Remake du Scarface de Howard Hawks (1933), le film de Brian De Palma sort en décembre 1983 aux États-Unis et divise la critique en raison de sa violence et de son langage cru. Écrit par Oliver Stone, le scénario voit le criminel cubain Tony Montana (Al Pacino) débarquer en Floride à la suite d’une amnistie générale. Pressé de réussir, il devient vite un baron de la drogue qui sème la mort autour de lui.
« Première incursion de De Palma dans le film de gangsters, Scarface montre la violence comme jamais auparavant : bien qu’étant excessive, baroque et d’une certaine façon jouissive, elle n’est pas déréalisée, comme elle le sera plus tard chez Tarantino », confie Nathan Réra, auteur du livre Outrages. De Daniel Lang à Brian De Palma (Rouge profond, 2021).
De fait, Scarface s’ancre dans une réalité politique en débutant par de vraies images de l’arrivée en 1980 à Miami de cent vingt-cinq mille immigrants cubains parmi lesquels s’étaient glissés vingt-cinq mille criminels libérés par Fidel Castro.
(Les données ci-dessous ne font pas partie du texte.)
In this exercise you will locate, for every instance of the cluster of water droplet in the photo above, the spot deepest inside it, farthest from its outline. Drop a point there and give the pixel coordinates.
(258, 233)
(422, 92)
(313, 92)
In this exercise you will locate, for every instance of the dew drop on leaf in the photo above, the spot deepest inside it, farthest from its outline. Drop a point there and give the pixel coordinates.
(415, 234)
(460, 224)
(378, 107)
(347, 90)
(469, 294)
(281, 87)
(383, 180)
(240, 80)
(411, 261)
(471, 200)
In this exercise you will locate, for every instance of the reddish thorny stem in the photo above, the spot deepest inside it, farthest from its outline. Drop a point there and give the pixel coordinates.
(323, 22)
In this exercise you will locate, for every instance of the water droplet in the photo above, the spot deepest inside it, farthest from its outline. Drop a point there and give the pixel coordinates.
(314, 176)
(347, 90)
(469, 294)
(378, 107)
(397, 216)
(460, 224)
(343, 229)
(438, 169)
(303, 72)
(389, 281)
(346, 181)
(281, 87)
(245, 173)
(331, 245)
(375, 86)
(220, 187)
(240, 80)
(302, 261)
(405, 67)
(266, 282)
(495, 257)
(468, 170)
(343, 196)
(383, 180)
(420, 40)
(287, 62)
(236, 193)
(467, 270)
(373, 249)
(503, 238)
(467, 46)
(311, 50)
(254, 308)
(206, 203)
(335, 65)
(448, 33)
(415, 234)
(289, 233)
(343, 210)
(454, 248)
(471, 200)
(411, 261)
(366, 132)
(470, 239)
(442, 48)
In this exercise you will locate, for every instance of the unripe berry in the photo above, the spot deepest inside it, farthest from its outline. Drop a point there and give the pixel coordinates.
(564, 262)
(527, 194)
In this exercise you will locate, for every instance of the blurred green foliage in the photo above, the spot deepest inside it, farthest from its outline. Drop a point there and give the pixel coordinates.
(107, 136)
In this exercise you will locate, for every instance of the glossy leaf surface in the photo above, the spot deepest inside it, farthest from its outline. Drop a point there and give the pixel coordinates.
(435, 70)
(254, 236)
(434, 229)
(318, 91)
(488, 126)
Toute la violence du film s’inscrit dans une même volonté de réalisme criminel. « Les grandes effusions de sang visent à donner la pleine mesure des méthodes des narcotrafiquants. » Si certains ont cru déceler là une fétichisation de la violence, c’est au contraire l’exhibition de la férocité nichée au sein du consumérisme débridé qui fit de Scarface un film en avance sur son temps.
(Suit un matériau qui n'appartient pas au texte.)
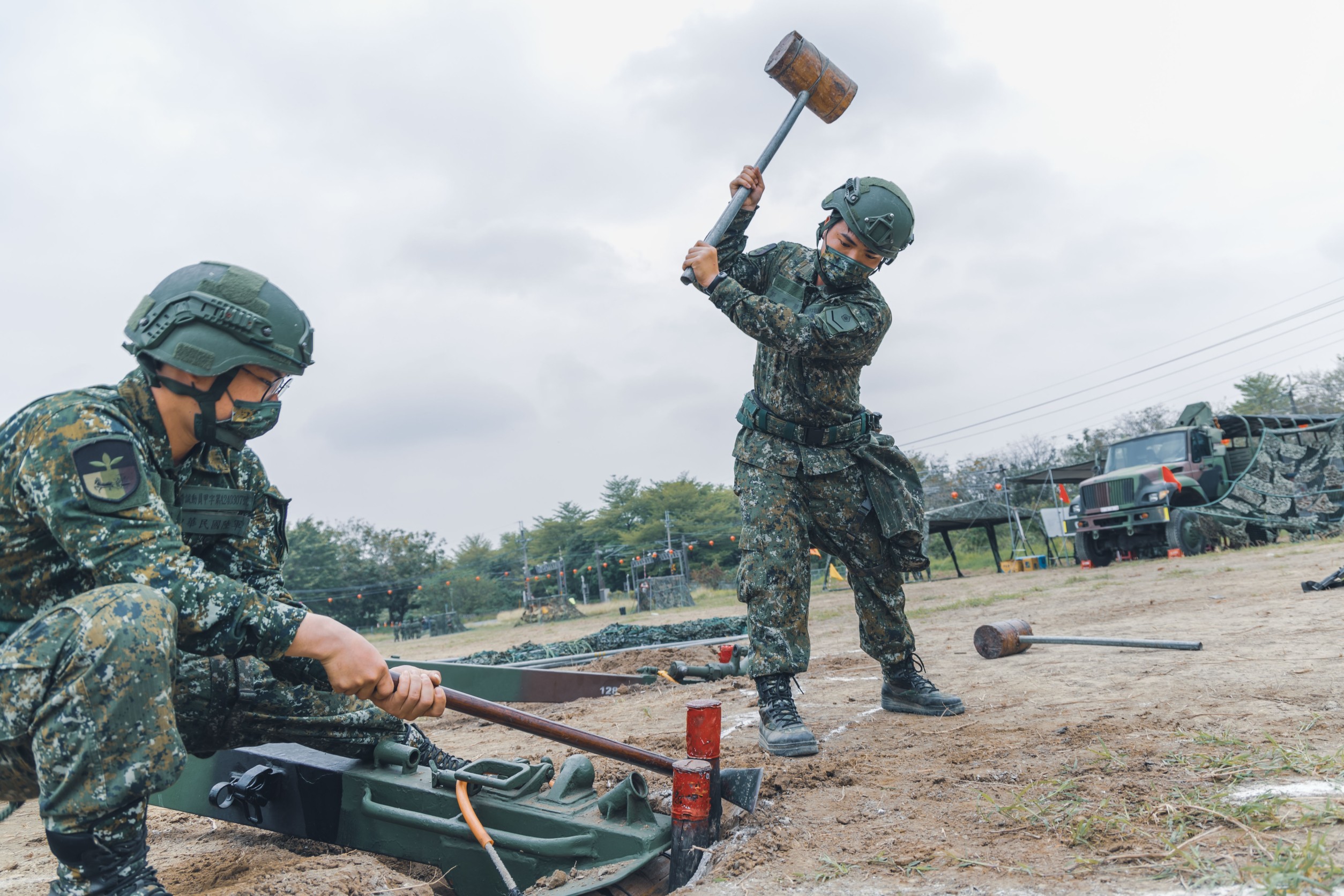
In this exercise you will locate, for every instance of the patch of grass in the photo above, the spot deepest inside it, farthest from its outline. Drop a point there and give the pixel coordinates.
(1198, 834)
(1110, 759)
(917, 867)
(830, 870)
(1296, 868)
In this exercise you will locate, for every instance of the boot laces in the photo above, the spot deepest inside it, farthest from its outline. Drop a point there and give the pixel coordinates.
(913, 679)
(430, 753)
(779, 701)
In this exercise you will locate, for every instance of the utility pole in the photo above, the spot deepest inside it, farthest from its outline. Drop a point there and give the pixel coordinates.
(1012, 532)
(527, 586)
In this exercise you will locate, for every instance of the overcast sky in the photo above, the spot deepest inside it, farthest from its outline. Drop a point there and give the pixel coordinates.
(483, 210)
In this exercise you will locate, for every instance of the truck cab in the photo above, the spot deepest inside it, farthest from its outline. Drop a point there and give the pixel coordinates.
(1138, 504)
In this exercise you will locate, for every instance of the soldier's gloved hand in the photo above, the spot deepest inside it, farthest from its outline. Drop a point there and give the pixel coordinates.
(752, 179)
(703, 260)
(416, 695)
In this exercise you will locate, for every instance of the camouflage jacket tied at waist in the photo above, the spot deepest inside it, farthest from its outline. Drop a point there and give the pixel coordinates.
(89, 496)
(894, 491)
(812, 344)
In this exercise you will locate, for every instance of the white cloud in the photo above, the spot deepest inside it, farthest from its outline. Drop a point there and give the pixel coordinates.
(483, 210)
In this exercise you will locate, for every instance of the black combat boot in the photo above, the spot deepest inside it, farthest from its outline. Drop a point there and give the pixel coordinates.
(905, 690)
(416, 736)
(94, 867)
(781, 731)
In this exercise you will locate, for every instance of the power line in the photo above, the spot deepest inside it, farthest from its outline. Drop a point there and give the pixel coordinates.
(916, 426)
(1187, 387)
(1200, 351)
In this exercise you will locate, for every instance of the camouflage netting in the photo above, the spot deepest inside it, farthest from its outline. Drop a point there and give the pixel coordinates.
(1295, 483)
(663, 593)
(550, 610)
(618, 634)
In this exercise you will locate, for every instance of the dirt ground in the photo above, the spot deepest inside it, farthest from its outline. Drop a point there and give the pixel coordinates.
(1073, 770)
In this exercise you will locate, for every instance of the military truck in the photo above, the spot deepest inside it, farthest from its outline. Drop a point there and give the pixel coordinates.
(1133, 510)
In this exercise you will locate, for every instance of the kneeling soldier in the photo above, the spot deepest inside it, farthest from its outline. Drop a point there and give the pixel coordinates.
(143, 613)
(811, 465)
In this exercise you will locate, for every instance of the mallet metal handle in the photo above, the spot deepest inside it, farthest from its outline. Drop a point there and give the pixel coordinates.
(1115, 643)
(741, 195)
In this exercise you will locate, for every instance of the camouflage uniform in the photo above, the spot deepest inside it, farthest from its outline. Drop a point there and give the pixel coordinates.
(150, 609)
(812, 344)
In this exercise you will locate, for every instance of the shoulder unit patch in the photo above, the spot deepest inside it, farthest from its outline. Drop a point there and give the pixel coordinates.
(109, 472)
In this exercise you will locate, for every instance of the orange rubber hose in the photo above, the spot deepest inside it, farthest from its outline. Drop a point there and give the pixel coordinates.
(469, 816)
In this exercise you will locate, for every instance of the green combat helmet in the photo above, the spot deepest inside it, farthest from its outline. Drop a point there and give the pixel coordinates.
(208, 320)
(877, 211)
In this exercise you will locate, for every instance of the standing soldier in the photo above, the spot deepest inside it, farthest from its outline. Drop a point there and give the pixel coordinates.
(811, 464)
(143, 614)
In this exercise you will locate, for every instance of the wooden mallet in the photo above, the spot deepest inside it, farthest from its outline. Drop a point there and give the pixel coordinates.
(816, 85)
(1014, 636)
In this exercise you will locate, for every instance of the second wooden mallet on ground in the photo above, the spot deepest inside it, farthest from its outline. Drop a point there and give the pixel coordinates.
(1014, 636)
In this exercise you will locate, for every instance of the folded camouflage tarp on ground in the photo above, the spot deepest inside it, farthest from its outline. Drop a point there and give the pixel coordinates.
(618, 634)
(1295, 483)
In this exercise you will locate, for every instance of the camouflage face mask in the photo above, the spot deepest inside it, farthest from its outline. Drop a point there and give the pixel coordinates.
(842, 272)
(249, 421)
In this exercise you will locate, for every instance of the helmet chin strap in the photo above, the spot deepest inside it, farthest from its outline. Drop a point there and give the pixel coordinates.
(206, 426)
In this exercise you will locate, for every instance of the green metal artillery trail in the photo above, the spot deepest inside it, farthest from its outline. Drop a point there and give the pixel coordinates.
(539, 818)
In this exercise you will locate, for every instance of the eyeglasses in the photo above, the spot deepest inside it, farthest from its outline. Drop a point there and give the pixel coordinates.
(274, 389)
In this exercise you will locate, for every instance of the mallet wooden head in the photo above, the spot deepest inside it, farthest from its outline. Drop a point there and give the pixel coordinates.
(1002, 638)
(797, 65)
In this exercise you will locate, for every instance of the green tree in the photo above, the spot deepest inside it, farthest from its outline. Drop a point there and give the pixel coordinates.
(1261, 394)
(1321, 391)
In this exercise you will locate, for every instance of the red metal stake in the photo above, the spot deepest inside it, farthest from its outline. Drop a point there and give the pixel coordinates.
(690, 818)
(703, 726)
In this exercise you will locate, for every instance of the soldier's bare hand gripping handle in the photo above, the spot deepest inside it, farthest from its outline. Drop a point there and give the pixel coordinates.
(703, 258)
(753, 181)
(354, 667)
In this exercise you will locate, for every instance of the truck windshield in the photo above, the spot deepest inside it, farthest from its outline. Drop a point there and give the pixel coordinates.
(1151, 451)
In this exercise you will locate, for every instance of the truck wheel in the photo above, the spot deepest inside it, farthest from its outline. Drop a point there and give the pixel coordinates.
(1086, 549)
(1183, 532)
(1258, 535)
« La séquence de la tronçonneuse reste un modèle de mise en scène avec son lent mouvement qui fait passer la caméra de l’intérieur à l’extérieur de la salle de bains, faisant se télescoper l’univers hédoniste de Miami Beach – la plage, le soleil, les filles en bikini – et la violence extrême. » Cette stupéfiante représentation de la brutalité criminelle fera aussi sensation dix ans plus tard dans L’Impasse, dans lequel De Palma retrouvait Al Pacino pour un film de gangsters mélancolique qui confirmait que la violence constitue, selon le cinéaste, une voie sans issue.